— Não viu o
letreiro: “É expressamente proibida a entrada”?
— Desculpe, mas…
O senhor não está percebendo?
A bengala branca
palpava terreno. Era cego. Um rapaz tão bem-apanhado! Duas ou três
funcionárias aproximaram-se, enquanto o servidor que fizera a
pergunta, encabulado, ia dando o fora. Os óculos pretos do ceguinho
(todo cego é ceguinho, no coração da gente) ocultavam-lhe
pudicamente o mal. Cercado de moças, pareceu mais à vontade, e
dirigiu-se a uma delas, por acaso a mais bonita:
— Sei que não é
permitido, peço mil desculpas… A necessidade me obriga a isso.
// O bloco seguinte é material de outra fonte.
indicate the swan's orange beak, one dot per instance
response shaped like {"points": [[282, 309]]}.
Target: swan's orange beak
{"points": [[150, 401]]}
Não, não é auxílio. Eu vendo blusas, soutiens, essas coisinhas,
compreende?
As moças
entreolharam-se, o regulamento não admite comércio em repartição,
ainda mais repartição da Fazenda. Mas, pode haver regulamento para
ceguinhos? E aquele era tão bem-apanhado. E há sempre necessidade,
desejo ou curiosidade de uma blusa nova, um baby-doll. Todas estavam
precisadas de alguma coisa, todas estavam, por assim dizer, nuas.
Então a moça a
que ele recorrera tomou a iniciativa de comprar. Os homens fingiram
não perceber a infração. O ceguinho abriu a valise de avião e foi
tirando seus artigos. Gabava-lhes a renda finíssima, a qualidade da
espuma de látex, o elástico substituível. Pedia licença para
estender a blusa no peito das moças, para que vissem o efeito.
Compraram tudo de
que precisavam ou não, ele agradeceu à madrinha — porque a essa
altura já a considerava madrinha:
— A senhorita me
deu sorte. Santa Luzia que a faça muito feliz!
E, apertando-lhe o
braço, com efusão:
— Posso pedir
mais uma caridade?
Podia. Era
acompanhá-lo a outras salas. Ele temia ser mal recebido outra vez.
Com o seu anjo da guarda não haveria perigo.
E lá se foram, ela
guiando, ele vendendo. Que confiança adquirira rapidamente na moça!
Ia amparado a seu braço, talvez com um pouco de exagero. Ela ia
pensar isso — mas arrependeu-se antes de pensar. Um pobre ceguinho!
Quando extirparás de teu coração, Adelaide, a erva má da
suspeita?
Pois com tanto
cuidado, ainda assim ele tropeçou em alguém no corredor, e teve de
agarrar-se a ela, com expressão ansiosa no rosto. Sua respiração
era apressada, tinha as mãos quentes. Que susto! Ficou assim algum
tempo, como aninhado em sua benfeitora. Não seria tempo demais? Ela
ia de novo achar esquisito. Seria mesmo cego, o rapaz? Aqueles óculos
indevassáveis… Conteve-se, antes de sentir-se mais uma vez uma
infame pecadora:
— Não é melhor
o senhor ir embora? Deve estar cansado, já vendeu bastante…
Ele entendia que
não, estava disposto a vender até o fim do expediente, com uma fada
a protegê-lo, não é todos os dias que se encontra uma fada no
caminho. Ela o foi encaminhando para perto do elevador, dizendo-lhe
que não era fada coisa nenhuma, era uma simples datilógrafa
mensalista, ele protestava, queria de novo sentir-se aconchegado,
defendido, gabava-lhe o perfume… O elevador abriu-se. Com suavidade
e firmeza ela o impeliu para dentro, pediu ao cabineiro que tivesse
cuidado com o ceguinho — se é que ele era mesmo ceguinho.